Für dem Umgang mit Falschinformationen gibt es ein paar Daumenregeln. Gerade wenn eine Meldung emotional stark erregend ist und in einem dramatischen Ton daherkommt, sollte man sie auf keinen Fall sofort verbreiten, sondern erst einmal durchatmen. Oft hilft schon die Frage, von wem eine Nachricht stammt und wo sie verbreitet wird, um sie einordnen zu können. Bekommt man sie aus Telegram oder WhatsApp, genügt es oft schon, nachzusehen, ob die gleiche Meldung auch in seriösen journalistischen Medien verbreitet wird. Ist das nicht der Fall, ist sie wahrscheinlich Unsinn. Oft sind auch Bilder und Videos enthalten, die zwar echt sind, aber nicht das zeigen, was behauptet wird. In der Bildersuche von Google lassen sich auch Bilder hochladen, um festzustellen, wann und wo sie zuvor schon veröffentlicht wurden. Dabei stellt sich dann oft raus, dass das Foto gar nicht zu der betreffenden Meldung gehört, sondern etwas ganz anderes zeigt, das sich zu einer ganz anderen Zeit ereignete.

Viele glauben, dass sie Falschinformation daran erkennen können, auf welcher Plattform sie verbreitet werden. Aber es ist relativ egal, ob eine Plattform strikt gelenkt wird und bestimmte Inhalte unterdrückt, wie das etwa bei Tiktok der Fall ist, oder ihre Betreiber ein Maximum an Meinungsfreiheit verfolgen wie bei Telegram.

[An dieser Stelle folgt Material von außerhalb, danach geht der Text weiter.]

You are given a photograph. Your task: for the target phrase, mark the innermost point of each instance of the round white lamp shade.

In beiden Fällen finden wahre Information und Propaganda nebeneinander statt. Während Telegram ein Hort der deutschen Querdenker-Szene ist, wird es in Diktaturen von Dissidenten benutzt. Und während die chinesische Staatsführung kontrolliert, was auf Tiktok stattfindet und unterbindet, dass nicht-russische Nachrichten in Russland ausgespielt werden, ist gerade Tiktok zu einer Plattform geworden, auf der viele Ukrainer wahre Kriegsgeschehnisse verbreiten, die sie mit ihren Smartphones filmen.

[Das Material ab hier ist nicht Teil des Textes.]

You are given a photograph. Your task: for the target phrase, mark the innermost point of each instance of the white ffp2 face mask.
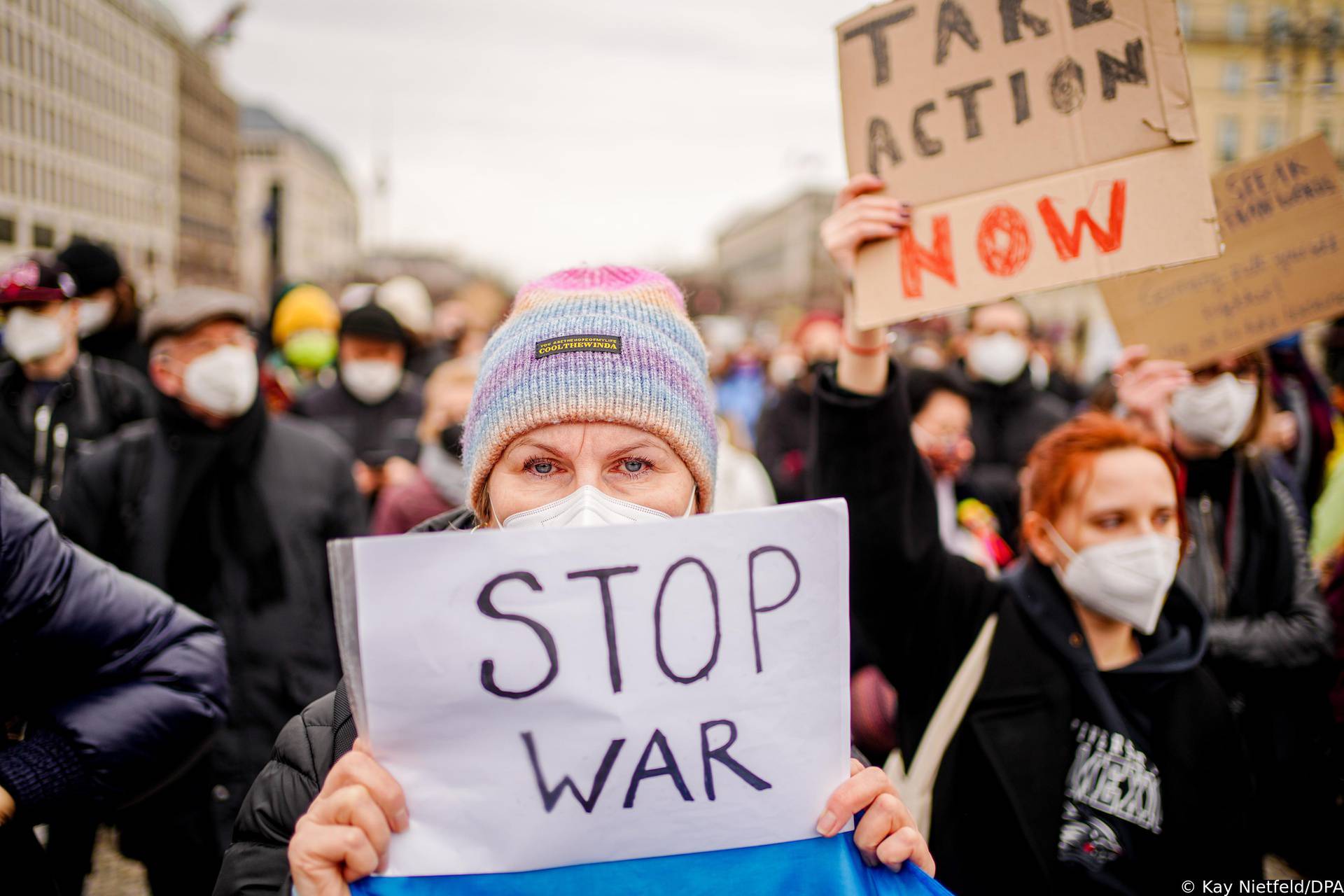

Ehrlicherweise muss man aber einfach anerkennen, dass normale Menschen, die ihren Alltagsdingen nachgehen, mit solchen Recherchen schon zeitlich völlig überfordert sind. Solche Recherche-Techniken können punktuell hilfreich sein, wenn eine Person in der eigenen WhatsApp-Gruppe unangenehmen Unsinn verbreitet. Ständig alle möglichen News auf ihren Wahrheitsgehalt zu überprüfen, ist aber niemandem zuzumuten. Das ist der Job von Journalisten und man kann durchaus darauf vertrauen, dass seriöse Redaktionen um Aufrichtigkeit bemüht sind. Nur die Entscheidung, welche Redaktionen wir ganz persönlich für seriös halten und welche nicht, ist nicht immer ganz leicht zu treffen. Manchmal ist es ganz einfach wie beim Fernsehsender RT Deutsch, von dem sowieso bekannt ist, dass es sich um russisches Staatsfernsehen handelt, der im Zweifel Propaganda sendet. Wenn das auf den ersten Blick nicht zu erkennen ist, gilt die Regel: Verbreitet eine News-Quelle oft reißerische Geschichten, die immer dem gleichen Schema entsprechen, ist sie wahrscheinlich nicht allzu seriös.

Wichtig im Umgang mit Falschinformationen ist öffentlicher Widerspruch. Wenn besagte Person in der WhatsApp-Gruppe gefährlichen Unsinn verbreitet, ist es wichtig, diesen auch in der Gruppe als gefährlichen Unsinn zu benennen. Geschichten, die zu lange unwidersprochen im Raum stehen, sind irgendwann salonfähig. Und giftige Information ist es, die in Gruppen, Familien und Freundschaften das Klima vergiftet – nicht diejenigen, die der giftigen Information widersprechen. Allerdings sollte man sich nicht Hoffnung machen, Anhänger von Verschwörungsmythen überzeugen und bekehren zu können. Das funktioniert nicht. Der Streit mit ihnen dient vor allem der mitlesenden Öffentlichkeit. Und die glaubt am Ende nur bedingt demjenigen, der bessere Argumente hat, sondern leider eher vor allem demjenigen, der in der Auseinandersetzung freundlicher und sympathischer rüberkommt.